犯人像についての捜査
出典: フリー百科事典『ウィキペディア(Wikipedia)』 (2022/04/14 05:26 UTC 版)
「名護市女子中学生拉致殺害事件」の記事における「犯人像についての捜査」の解説
拉致現場を目撃した住民の証言によれば、男はいずれも20歳前後の日本人とみられる人物で、第一報では「1人は緑色の七分のズボンを、もう1人は白の上着とカーキ色の作業ズボンをそれぞれ着用していた」とされていたが、服装に関しては後に「1人は緑色の上着に青の短いズボンを、もう1人は緑の半袖シャツにジーンズの半ズボンを着用していた」と訂正された。
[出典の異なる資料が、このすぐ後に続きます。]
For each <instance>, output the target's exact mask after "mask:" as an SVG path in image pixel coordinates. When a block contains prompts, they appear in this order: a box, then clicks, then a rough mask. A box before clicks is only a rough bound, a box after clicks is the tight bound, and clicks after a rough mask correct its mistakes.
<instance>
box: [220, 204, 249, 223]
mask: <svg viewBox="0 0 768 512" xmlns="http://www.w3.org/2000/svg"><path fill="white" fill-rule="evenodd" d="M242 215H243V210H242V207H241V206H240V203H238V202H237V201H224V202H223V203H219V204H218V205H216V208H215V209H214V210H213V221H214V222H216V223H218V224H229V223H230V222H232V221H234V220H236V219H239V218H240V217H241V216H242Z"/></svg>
犯人に関する情報は、その犯行時の服装に関する情報を除くと、「1人は身長160 - 170 cm程度で、色は浅黒く、中肉」という情報だけで、人相など身体的特徴に関しては全く手掛かりはなかった。このため、被疑者のモンタージュ写真は作成できなかった。 実際の犯人(YおよびU)は、いずれも本土から流れてきた人間だったが、犯人像について、県警は当初「近所のチンピラの犯行」と睨んで捜査しており、地元住民たちも犯人や犯行車両をその線で捜索していた。犯人は当初から、日本人風の男とされていたが、当時の沖縄は、前年(1995年)9月に発生した米兵による少女暴行事件の記憶が生々しく、県民の在日米軍に対する感情が悪化していたことから、「アジア系の顔をした米兵ではないか?」という見方をする市民もいた。一方、米軍基地の敷地内は日米地位協定により、米国の排他的管理権が認められているため、日本の警察はアメリカ合衆国側の同意がなければ立ち入ることができず、名護市の近隣に位置する宜野座村や金武町は、7月21日の一斉捜索を控え、それぞれ米軍側にキャンプ・ハンセンや、米軍の訓練場2か所(ブルービーチ、ギンバル)への立ち入り捜索許可を求めたが、いずれも認められなかった。また、名護市もキャンプ・シュワブや北部訓練場の内部の捜索を申請したが、後者は1時間しか許可されなかった。このことを踏まえ、『AERA』(朝日新聞社出版本部)編集部の長谷川熙は、事件解決前に、「目撃証言では『犯人は日本人風』とされており、米軍基地との関連は不明だが、沖縄県警は米軍基地を『治外法権下』と拡大解釈して初めから自己規制し、米軍基地をことさら腫れもの扱いすることで、基地への捜査の努力を放棄している」と指摘していた。一方、久高は外国人による犯行説について、否定的な考えを示していた。 また、目撃者がいても意に介さない大胆な犯行手口から、「犯人は東南アジア方面の人身売買の国際的な誘拐団で、日本人少女を誘拐するため、最初から緻密な計画を練り、逃走経路を確保した上で犯行におよんだ。犯人グループは犯行直後、船で日本を脱出し、車は日本国内の協力者に処分させた」という見方もされていた。